The reasons why physicians continue to overuse antibiotics such as quinolones are complex; however, two documented potential explanations exist for this issue. First, many prescribers intend to use a broader-spectrum agent than necessary to ensure the patient will return next time they are ill if the infection is treated adequately [45]. Second, patients expect to be prescribed medication at the end of the visit [46]. This expectation led some prescribers to increase their antibacterial-prescribing habit to ensure the patients were satisfied with their care. According to findings from a recent observational study, which was conducted to examine the necessity of administered oral and parenteral quinolones, 31% of antibacterials prescribed are unnecessary [47]. Therefore, rational prescribing of these drugs can minimize costs and give the best outcome in terms of both clinical care and reducing the risk of widespread quinolone resistance [4855].

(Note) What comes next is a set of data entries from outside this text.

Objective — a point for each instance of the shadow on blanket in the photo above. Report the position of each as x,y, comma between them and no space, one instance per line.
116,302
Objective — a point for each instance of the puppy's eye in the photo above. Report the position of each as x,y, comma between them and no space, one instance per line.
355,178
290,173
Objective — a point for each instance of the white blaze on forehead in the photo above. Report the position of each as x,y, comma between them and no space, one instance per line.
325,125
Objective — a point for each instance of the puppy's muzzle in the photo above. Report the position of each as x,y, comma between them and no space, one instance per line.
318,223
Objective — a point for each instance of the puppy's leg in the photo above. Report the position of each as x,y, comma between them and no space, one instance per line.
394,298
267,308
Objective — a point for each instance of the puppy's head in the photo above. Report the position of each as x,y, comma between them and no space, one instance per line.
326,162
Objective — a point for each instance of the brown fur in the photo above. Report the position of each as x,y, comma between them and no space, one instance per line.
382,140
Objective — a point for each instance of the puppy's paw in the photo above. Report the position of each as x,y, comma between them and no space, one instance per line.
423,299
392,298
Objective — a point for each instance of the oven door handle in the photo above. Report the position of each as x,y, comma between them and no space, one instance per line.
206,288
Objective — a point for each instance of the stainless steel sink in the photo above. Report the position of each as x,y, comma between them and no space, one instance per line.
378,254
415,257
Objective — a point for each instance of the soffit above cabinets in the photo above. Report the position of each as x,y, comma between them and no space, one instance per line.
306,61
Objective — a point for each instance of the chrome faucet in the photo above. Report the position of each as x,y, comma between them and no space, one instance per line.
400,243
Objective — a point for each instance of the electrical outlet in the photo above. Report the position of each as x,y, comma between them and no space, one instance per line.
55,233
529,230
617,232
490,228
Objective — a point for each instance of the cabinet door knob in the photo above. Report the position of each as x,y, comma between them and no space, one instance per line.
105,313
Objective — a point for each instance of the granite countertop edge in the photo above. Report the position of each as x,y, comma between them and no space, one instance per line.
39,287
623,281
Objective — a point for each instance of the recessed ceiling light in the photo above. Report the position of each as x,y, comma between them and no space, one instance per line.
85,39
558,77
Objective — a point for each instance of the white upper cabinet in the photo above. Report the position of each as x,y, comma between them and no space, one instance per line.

The main strengths of this study are the long study period and the large representative study group. However, these results should be considered in light of the limitations of this study. First, because patient-specific information was not available in the database, the appropriateness of the quinolone medication use was not assessed. Second, payment per prescription may be an imperfect measure of prescription price, because it was not adjusted for strengths or dosage forms due to the lack of detailed prescription data. However, there is no explicit reason to suspect that the results of the study are skewed because we aimed to explore the trends over time when the utilization differences between the strengths and dosage forms for each drug may be relatively consistent over time. Third, actual acquisition costs cannot be measured and our costs may be overestimated because estimating the cost of a therapy course of a particular quinolone has many difficulties, such as manufacturer rebates [i.e., 15.1% of the average manufacturer price (AMP) or the difference between the AMP and the lowest price set to any buyer in the US] and agreements between health systems and pharmacies that affect acquisition cost [56]. Fourth, it is noteworthy that beneficiaries in Medicaid managed-care plans may receive prescriptions not reflected in Medicaid pharmacy files. However, a previous study has suggested that the potential for incomplete data is minimal [57]. Fifth, our study is based on the combined data of all state Medicaid programs and drug prices can differ considerably across government programs [56]. However, our results should be of interest to state policy makers because they can compare the results of their costs with those of all regions. Sixth, in May 2016, the FDA encouraged medical providers to avoid prescription of quinolones for respiratory tract infections and urinary tract infections unless alternatives have been tried and were unsuccessful. This restriction on quinolones could have an impact on the utilization of this class which couldn’t be captured in the study period [58]. Finally, the external validity of our findings is limited because our results were derived from a Medicaid population that heavily comprises women and children. However, our findings have importance for decision makers, since these data can be used as a baseline measure of the use and costs associated with quinolone prescribing in a US healthcare setting.

5 Conclusion

Quinolones are among the most commonly prescribed antibacterials for US Medicaid enrollees. Analysis of the Medicaid database revealed an increase in prescriptions written for quinolone drugs between 1991 and 2015. However, because this increase in the use of quinolones in recent years has coincided with steady increases in the incidence of quinolone resistance, there is a need for additional research that has access to clinically relevant data with which to measure the rate of inappropriate quinolone use among the Medicaid population and associated clinical outcomes and healthcare costs. The finding of these studies would not only help to control drug expenditures, but also minimize the potential health hazards from unnecessary antibacterial use. Furthermore, the assessment of the impact of the conducted campaign on levels of antibacterial consumption is necessary to point to targets where antibacterial stewardship programs and corrective policies can be implemented to optimize quinolone antibacterial use.